De raad heeft zich voorts naar voorlopig oordeel van de voorzitter in redelijkheid op het standpunt kunnen stellen dat het schrappen van de minimale perceelsgrootte recht doet aan het uitgangspunt van een kleinschalig bedrijvenpark.
2.3.1. [verzoeker] heeft verder aangevoerd dat het plan het mogelijk maakt dat, ten opzichte van het bestemmingsplan "Bedrijvenpark Rijnhoek", hogere bebouwing wordt gerealiseerd ter hoogte van het plandeel met de bestemming "Bedrijfsdoeleinden stripzone (Bs)".
2.3.1.1. In artikel 2, lid 10, van de voorschriften bij het onderhavige plan staat, voor zover thans van belang, dat artikel 4, lid 4, sub d, van de voorschriften bij het bestemmingsplan "Bedrijvenpark Rijnhoek", voor zover thans van belang, wordt aangepast in de zin dat voor wat betreft het bouwvlak "Bedrijfsdoeleinden stripzone (Bs)" geldt dat de bouwhoogte van de eerste lijn bebouwing tot 5 meter voor de voorgevelbouwgrens evenwijdig aan het spoor maximaal 12 meter bedraagt.
In artikel 2, lid 21 staat dat aan artikel 16, lid 2 van de voorschriften bij het bestemmingsplan "Bedrijvenpark Rijnhoek" een nieuw sub g wordt toegevoegd, inhoudende dat het college van burgemeester en wethouders bevoegd is ontheffing te verlenen van artikel 4, lid 4, sub d voor het verhogen van de maximale bouwhoogte tot 12 meter voor de gronden evenwijdig aan het spoor tussen 15 tot maximaal 28,5 meter achter de voorgevelbouwgrens.
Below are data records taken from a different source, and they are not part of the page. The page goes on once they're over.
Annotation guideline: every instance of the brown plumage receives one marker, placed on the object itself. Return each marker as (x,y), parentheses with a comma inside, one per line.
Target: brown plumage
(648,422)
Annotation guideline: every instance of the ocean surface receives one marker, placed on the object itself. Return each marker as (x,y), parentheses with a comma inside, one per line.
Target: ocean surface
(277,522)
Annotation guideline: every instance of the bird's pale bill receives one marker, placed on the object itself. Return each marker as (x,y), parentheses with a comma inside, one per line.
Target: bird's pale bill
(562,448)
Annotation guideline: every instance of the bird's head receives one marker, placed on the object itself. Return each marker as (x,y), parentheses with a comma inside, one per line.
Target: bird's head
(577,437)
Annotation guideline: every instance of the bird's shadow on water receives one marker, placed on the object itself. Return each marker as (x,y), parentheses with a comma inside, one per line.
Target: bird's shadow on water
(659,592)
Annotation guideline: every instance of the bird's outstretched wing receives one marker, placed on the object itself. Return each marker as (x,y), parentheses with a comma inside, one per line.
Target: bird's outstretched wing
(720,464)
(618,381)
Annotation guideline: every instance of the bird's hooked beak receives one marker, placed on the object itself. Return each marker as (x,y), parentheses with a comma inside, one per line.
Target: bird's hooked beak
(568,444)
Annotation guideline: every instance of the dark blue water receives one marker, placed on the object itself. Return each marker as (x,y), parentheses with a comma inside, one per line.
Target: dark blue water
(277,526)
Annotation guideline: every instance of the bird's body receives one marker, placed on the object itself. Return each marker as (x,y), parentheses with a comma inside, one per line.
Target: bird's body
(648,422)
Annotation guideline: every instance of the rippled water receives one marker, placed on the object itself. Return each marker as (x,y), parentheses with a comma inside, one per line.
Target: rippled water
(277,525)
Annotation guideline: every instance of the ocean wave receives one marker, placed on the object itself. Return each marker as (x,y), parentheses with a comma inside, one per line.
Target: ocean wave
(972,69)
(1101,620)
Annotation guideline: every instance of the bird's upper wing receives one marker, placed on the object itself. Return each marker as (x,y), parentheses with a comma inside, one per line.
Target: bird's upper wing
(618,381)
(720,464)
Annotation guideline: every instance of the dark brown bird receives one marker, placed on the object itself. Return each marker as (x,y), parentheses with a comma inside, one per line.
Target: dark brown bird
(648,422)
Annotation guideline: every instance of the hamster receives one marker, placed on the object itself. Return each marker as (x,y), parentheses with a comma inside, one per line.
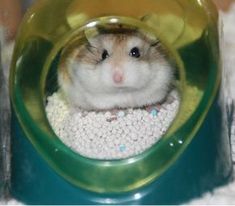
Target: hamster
(116,71)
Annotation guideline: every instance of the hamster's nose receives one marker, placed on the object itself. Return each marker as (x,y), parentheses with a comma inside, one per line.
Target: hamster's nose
(118,77)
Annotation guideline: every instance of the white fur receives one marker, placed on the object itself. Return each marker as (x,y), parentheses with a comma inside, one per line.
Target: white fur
(92,86)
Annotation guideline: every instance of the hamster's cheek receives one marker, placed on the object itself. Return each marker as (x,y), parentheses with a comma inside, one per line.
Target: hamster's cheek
(106,73)
(137,75)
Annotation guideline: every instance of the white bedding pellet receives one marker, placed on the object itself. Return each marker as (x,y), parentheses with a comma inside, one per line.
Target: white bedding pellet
(115,134)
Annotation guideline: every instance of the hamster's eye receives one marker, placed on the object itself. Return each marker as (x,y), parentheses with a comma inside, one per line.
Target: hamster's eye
(135,52)
(105,54)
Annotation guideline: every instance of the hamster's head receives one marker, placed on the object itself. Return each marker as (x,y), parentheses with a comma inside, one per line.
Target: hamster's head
(116,67)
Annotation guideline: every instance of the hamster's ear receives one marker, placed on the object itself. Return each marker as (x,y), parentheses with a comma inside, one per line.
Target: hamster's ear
(94,41)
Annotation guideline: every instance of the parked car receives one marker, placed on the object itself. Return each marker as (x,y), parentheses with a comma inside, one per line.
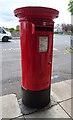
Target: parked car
(4,35)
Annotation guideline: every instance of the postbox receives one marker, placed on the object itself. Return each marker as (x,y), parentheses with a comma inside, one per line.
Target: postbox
(36,39)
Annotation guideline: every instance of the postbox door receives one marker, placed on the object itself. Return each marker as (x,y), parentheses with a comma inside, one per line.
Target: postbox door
(43,59)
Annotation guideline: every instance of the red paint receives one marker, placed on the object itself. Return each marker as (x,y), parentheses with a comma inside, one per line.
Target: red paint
(36,66)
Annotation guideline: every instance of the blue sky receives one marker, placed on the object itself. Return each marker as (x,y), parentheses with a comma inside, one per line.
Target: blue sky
(7,18)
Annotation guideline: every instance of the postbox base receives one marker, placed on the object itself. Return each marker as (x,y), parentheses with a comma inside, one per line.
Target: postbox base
(36,99)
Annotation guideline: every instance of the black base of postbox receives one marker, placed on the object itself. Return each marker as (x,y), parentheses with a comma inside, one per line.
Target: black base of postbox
(36,99)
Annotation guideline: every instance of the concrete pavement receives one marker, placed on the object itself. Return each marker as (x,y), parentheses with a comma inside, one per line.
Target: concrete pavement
(62,95)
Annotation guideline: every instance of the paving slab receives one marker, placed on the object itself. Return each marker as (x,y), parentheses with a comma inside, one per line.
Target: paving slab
(53,112)
(61,91)
(10,106)
(68,106)
(26,110)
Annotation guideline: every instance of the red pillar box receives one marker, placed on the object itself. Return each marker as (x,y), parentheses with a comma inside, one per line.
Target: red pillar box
(36,37)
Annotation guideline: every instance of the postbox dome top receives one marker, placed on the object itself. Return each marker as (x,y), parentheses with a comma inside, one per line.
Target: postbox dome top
(36,12)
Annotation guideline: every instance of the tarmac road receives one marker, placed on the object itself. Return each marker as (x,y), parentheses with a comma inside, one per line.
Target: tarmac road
(10,64)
2.3.1.2. Anders dan [verzoeker] is de voorzitter voorshands van oordeel dat de raad zich in redelijkheid op het standpunt heeft kunnen stellen dat de in het onderhavige plan rechtstreeks dan wel via een ontheffing mogelijk gemaakte verruiming van de bouwhoogte van de bebouwing in de zogenoemde Stripzone geen afbreuk doet aan het uitgangspunt dat grote contrasten met de bestaande woonbebouwing aan het Dammekant dienen te worden voorkomen. Hierbij neemt de voorzitter in aanmerking dat voor de woningen aan het Dammekant op grond van artikel 5, lid 3, aanhef en onder c, van de voorschriften behorende bij het bestemmingsplan "Bedrijvenpark Rijnhoek" een maximale bouwhoogte is toegestaan van 10 meter en dat de afstand tussen het bestemmingsvlak "Bedrijfsdoeleinden stripzone (Bs)" en de woning van [verzoeker] aan het Dammekant ongeveer 220 meter bedraagt, gemeten vanaf de plankaart. Gezien deze afstand ziet de voorzitter evenmin aanleiding voor het oordeel dat [verzoeker] onevenredig in zijn belangen wordt aangetast als gevolg van het plan in zoverre.
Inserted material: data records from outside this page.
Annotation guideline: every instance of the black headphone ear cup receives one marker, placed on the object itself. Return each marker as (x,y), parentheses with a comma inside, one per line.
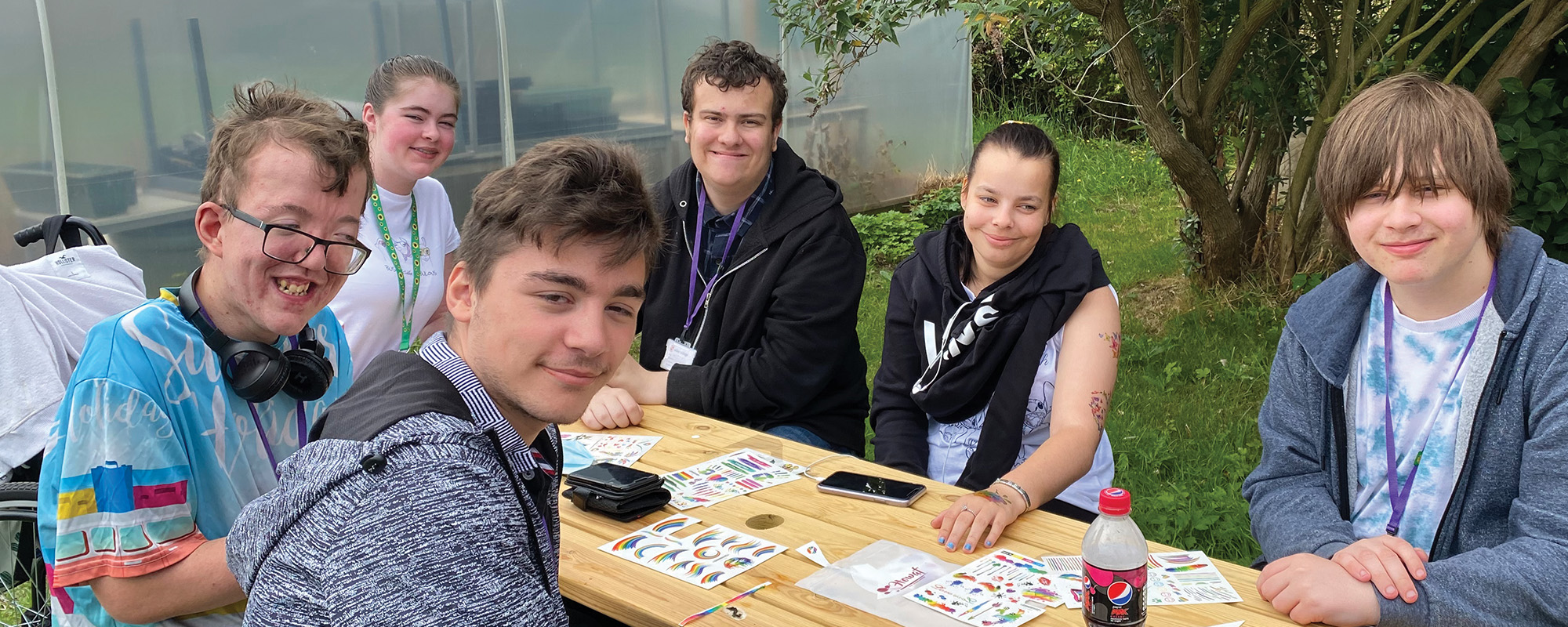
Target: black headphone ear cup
(256,371)
(310,375)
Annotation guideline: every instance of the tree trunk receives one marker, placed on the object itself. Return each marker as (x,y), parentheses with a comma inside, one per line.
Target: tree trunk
(1530,45)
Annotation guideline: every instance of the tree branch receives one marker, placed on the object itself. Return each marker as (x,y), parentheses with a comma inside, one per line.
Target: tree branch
(1230,60)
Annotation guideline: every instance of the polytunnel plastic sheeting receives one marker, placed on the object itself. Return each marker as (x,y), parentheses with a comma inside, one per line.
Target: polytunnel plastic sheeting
(27,186)
(140,82)
(904,115)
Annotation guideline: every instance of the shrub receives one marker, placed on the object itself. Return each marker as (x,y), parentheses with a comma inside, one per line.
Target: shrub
(888,237)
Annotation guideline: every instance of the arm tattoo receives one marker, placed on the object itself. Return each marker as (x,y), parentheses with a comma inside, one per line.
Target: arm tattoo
(993,498)
(1116,344)
(1098,404)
Gelet op het voorgaande ziet de voorzitter in het door [verzoeker] aangevoerde geen aanleiding voor de verwachting dat het besluit in de bodemprocedure niet in stand kan blijven. Voor het treffen van een voorlopige voorziening bestaat derhalve geen grond.
2.4. Voor een proceskostenveroordeling bestaat geen aanleiding.
De voorzitter van de Afdeling bestuursrechtspraak van de Raad van State:
Aldus vastgesteld door mr. J.A.W. Scholten-Hinloopen, als voorzitter, in tegenwoordigheid van mr. K.M. Gerkema, ambtenaar van Staat.